Abstract 13458: Obese Heart Failure With Preserved Ejection Fraction Demonstrates Impaired Myocardial Substrate Utilization

Abstract

Introduction: Myocardial fatty acid oxidation is impaired in heart failure with reduced ejection fraction (HFrEF) but increases with obesity with diabetes. HF with preserved EF (HFpEF) patients are often obese, but their myocardial metabolomic profiling compared to HFrEF is unknown. We hypothesized that HFpEF patients have distinctive metabolomics signatures from HFrEF. Methods: Plasma and endomyocardial biopsies were collected from HFpEF patients with clinical HF, LVEF≥50%, and consensus criteria for HFpEF (n=45). Most were obese (median BMI 39.8 kg/m 2 ). Data were compared to end-stage HFrEF (n=30) and unused donor controls (n=20). Liquid chromatography-mass spectrometry measured 97 metabolites (8 organic acids, 30 amino acids [AA], 59 acylcarnitines [AC]). Metabolites undetectable in ≥25% patients were excluded. Statistical analyses used one-way ANOVA with post-hoc Tukey test, and false discovery rate of 5% (Benjamini-Hochberg). Results: Myocardial metabolomics revealed HFpEF patients had greater pyruvate levels vs controls and HFrEF (2-2.5x, p<0.0001). Krebs cycle intermediates were reduced in HFpEF tissue vs controls (succinate, p=0.002; fumarate, p=0.009; malate, p=0.008), while myocardial branched chain AAs (isoleucine, leucine, valine) were greater than both controls (all p<0.0001) and HFrEF (p=0.048, <0.0001, <0.0001, respectively). Short chain ACs downstream of branched chain AA catabolism were reduced in HFpEF tissue vs Controls, whereas long chain ACs that reflect fatty acid oxidation were reduced in both HFpEF and HFrEF tissue vs controls, yet increased in HFrEF plasma. HFrEF had reduced tissue long chain ACs vs HFpEF. Plasma metabolomics replicated myocardial changes in only 11% of metabolites.
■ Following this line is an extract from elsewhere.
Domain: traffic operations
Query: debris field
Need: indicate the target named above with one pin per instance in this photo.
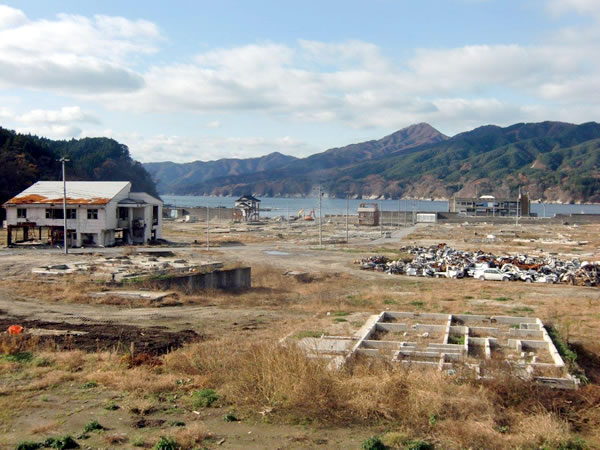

Conclusions: HFpEF myocardium in obese patients displays metabolic signatures consistent with impaired utilization of fatty acids, glucose, and amino acids in a pattern quite distinct from HFrEF. This is not discerned from plasma metabolomics. These findings identify a unique metabolic phenotype in HFpEF in which obesity and associated insulin desensitization are coupled with compromised fat metabolism and alternate substrate utilization. This likely contributes to metabolic insufficiency in the HFpEF syndrome.